Fast-forward to the current day. Now we have the Internet, P2P software, and music is now digital. This is a huge difference – the cost of making copies is now basically $0 (it’s all just bits & bytes), and the cost of distributing it is basically $0 as well (or, rather, the cost started low and is approaching zero, as bandwidth gets cheaper and cheaper).
Now the average person has the means to distribute copyrighted material to a huge audience. Suddenly, this sort of copyright violation is most definitely statistically significant to the copyright holder. (Or, at least they would have you think so – I still maintain that while significant, it is still very, very small.)
And therein lies the problem. Copyright law (as currently written, and, more importantly, as traditionally enforced) does not scale well. It worked fine when there were only a (relatively) few major copyright violators.

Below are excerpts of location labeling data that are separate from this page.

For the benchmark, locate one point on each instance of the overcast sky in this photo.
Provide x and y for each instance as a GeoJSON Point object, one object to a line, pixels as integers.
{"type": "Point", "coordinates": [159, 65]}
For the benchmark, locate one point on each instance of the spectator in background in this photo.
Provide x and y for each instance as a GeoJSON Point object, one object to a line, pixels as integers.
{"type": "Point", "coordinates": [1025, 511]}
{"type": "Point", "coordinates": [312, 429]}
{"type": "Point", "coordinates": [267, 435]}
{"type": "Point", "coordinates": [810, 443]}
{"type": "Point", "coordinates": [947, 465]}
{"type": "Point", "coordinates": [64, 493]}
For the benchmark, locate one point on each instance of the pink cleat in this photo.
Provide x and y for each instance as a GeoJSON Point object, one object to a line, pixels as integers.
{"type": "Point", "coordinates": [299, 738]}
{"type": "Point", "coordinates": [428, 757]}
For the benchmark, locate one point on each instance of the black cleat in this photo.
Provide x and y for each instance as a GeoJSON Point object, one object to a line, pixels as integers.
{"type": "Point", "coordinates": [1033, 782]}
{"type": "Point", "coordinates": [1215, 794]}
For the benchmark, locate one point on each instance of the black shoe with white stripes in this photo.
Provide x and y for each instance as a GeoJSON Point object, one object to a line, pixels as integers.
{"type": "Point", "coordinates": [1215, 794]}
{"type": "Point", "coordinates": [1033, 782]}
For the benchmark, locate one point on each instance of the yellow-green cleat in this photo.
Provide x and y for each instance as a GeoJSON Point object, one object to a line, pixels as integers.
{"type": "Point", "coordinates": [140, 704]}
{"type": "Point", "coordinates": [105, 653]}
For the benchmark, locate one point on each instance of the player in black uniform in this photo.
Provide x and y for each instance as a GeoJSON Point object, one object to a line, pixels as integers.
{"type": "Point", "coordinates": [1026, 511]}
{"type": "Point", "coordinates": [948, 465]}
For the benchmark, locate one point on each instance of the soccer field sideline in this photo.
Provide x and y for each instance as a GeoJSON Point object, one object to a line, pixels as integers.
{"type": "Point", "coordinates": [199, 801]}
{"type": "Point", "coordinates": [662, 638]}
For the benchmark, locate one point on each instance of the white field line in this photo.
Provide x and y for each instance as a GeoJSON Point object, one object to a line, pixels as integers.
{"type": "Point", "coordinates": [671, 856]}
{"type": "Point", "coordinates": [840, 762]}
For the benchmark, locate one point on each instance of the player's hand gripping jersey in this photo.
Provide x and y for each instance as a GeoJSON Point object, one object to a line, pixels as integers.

It doesn’t work well when everyone & their brother can share an entire music store’s worth of copyrighted materials (music, movies, etc.) to the entire world from their bedroom while they sleep!
So what to do?
One way to deal with this is the draconian, heavy-handed legal way. Strictly speaking, any copyright violation is illegal – no matter how large or small. You could crack down on all of it – sue everyone into oblivion. Pass laws to make the possession of devices used to violate copyright illegal. (This has already been done, by the way. Look up the DMCA.) No excuses!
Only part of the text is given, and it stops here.